I don't have any duplicate files but I made a copy just to show it as an example:


Filtering Duplicate FLACs Using MD5 Hash

Reply #3
It's not possible with a playlist. You need to enable your media library and then install foo_facets. Configure with it with a custom column containing [$info(md5)]. Then right click the column header to enable statistics>Items.. You'll want to reverse sort this so anything with more than one match appears first. Then in the next pane to the right, you can configure it with a custom %path% column so you can see the location of your duplicate files.

Thanks very much - that is very helpful. I'll give this a go but I don't think that my computer can handle my entire media library as it is extremely large, hence why I was trying the playlist route with only the first tracks included. If that fails, I'll have to go through the playlist manually.
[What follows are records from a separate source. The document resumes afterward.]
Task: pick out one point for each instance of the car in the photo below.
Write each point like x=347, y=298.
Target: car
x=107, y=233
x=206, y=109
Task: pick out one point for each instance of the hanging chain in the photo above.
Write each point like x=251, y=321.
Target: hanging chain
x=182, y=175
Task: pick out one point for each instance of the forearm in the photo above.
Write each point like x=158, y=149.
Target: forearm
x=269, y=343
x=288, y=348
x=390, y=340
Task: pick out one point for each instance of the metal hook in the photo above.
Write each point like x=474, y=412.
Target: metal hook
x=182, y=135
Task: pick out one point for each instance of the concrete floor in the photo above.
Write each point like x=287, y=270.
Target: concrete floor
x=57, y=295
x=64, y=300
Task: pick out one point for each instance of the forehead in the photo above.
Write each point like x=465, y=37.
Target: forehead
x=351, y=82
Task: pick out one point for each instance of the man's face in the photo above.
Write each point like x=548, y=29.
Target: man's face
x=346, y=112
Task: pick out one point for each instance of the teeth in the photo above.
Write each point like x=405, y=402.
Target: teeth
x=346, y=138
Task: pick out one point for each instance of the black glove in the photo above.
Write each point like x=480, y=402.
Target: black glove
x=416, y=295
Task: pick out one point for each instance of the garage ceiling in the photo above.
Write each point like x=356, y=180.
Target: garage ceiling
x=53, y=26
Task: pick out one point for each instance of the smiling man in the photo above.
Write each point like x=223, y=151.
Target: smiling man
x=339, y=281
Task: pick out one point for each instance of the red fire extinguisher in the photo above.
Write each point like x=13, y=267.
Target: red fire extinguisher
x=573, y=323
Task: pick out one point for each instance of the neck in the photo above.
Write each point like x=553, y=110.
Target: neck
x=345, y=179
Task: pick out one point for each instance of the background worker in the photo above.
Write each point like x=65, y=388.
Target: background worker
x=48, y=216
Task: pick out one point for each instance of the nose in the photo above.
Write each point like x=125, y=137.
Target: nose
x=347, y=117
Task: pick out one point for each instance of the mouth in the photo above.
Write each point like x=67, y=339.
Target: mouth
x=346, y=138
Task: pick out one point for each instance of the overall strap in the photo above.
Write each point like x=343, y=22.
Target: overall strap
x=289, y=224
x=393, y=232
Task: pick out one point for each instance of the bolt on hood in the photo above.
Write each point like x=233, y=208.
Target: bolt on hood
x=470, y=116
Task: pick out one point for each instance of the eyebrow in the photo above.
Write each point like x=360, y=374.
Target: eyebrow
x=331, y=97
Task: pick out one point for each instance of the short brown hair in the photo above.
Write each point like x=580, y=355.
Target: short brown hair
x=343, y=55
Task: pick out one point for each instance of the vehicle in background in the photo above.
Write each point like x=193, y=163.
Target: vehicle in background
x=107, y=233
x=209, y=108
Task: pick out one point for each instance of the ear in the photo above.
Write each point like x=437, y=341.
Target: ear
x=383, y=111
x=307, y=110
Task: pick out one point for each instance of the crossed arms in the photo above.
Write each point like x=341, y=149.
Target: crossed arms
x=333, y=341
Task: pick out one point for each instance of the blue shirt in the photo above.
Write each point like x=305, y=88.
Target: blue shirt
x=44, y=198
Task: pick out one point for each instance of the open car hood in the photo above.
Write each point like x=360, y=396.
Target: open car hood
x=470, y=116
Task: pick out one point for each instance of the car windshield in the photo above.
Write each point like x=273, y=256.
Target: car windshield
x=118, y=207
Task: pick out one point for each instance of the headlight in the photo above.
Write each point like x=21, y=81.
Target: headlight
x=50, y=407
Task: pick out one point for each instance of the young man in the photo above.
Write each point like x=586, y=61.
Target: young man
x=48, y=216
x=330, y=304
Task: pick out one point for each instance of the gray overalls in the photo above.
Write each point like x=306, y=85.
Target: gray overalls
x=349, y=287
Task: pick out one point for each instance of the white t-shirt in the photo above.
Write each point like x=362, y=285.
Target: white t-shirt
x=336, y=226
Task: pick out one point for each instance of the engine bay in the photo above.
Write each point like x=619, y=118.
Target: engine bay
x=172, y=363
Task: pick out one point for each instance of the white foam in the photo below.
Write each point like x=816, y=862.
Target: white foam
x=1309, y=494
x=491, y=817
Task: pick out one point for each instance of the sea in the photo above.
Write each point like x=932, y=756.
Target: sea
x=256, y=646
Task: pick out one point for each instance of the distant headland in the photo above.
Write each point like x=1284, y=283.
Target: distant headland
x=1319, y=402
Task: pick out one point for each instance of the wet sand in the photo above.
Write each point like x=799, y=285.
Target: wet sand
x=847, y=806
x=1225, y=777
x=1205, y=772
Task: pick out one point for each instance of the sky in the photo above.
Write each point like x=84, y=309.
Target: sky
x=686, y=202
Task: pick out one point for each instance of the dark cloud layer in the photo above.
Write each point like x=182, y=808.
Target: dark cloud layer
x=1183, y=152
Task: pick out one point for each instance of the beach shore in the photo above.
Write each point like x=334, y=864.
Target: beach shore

Re: Filtering Duplicate FLACs Using MD5 Hash

Reply #4
It's not possible with a playlist. You need to enable your media library and then install foo_facets.
I just wanted to thank you again for your help. That solution worked perfectly and highlighted loads of bit for bit identical files that needed flushing out.

Also, I thought I would correct you on one small point which is that you can use foo_facets on a playlist although in the event, I was surprised to find my server coped with the entire collection, so happily I now have a workable and dynamic music library.

Re: Filtering Duplicate FLACs Using MD5 Hash

Reply #5
Yes you are right. I had been aware of that in the past but I completely forgot.

Re: Filtering Duplicate FLACs Using MD5 Hash

Reply #6
I just create column in playlist, in pattern I set $info(md5)
Spoiler (click to show/hide)
I have another question. Is it possible to automatically remove lines from the playlist that do not have duplicates with the same values ​ ​ in a specific column? In this case, I would like only groups of duplicates to remain in the playlist. Like this:
Spoiler (click to show/hide)

Re: Filtering Duplicate FLACs Using MD5 Hash

Reply #7
That's what facets as described above will give you.

If it were me, I'd be using foo_sqlite. Using this you can run sql against your media library/playlist to identify duplicates (based on md5) and then push the resulting tracks out to a playlist.

Code: [Select]
drop table if exists Playlist_Updatable;
create virtual table Playlist_Updatable USING MetaDB_Module(no_multivalue_split,playlist);

insert into Playlist_Updatable (path, playlist_name)
  select path,
         'Duplicate Tracks'
  from Playlist
  where playlist_index = active_playlist()
            and md5 in (select md5
                  from Playlist
                  where playlist_index = active_playlist()
                  group by md5
                  having count(*)>1
               );

drop table Playlist_Updatable;

If you want to run it against your entire media library, just use
Code: [Select]
drop table if exists Playlist_Updatable;
create virtual table Playlist_Updatable USING MetaDB_Module(no_multivalue_split,playlist);

insert into Playlist_Updatable (path, playlist_name)
  select path,
         'Duplicate Tracks'
  from mediaLibrary
  where md5 in (select md5
                  from mediaLibrary
                  group by md5
                  having count(*)>1
               );

drop table Playlist_Updatable;

Re: Filtering Duplicate FLACs Using MD5 Hash

Reply #8
With the latest version of foo_sqlite you should omit
Code: [Select]
drop table if exists Playlist_Updatable;
create virtual table Playlist_Updatable USING MetaDB_Module(no_multivalue_split,playlist);
at the beginning and
Code: [Select]
drop table Playlist_Updatable;
at the end of your scripts and use PlaylistUpdatable instead of Playlist_Updatable. PlaylistUpdatable is now automatically created.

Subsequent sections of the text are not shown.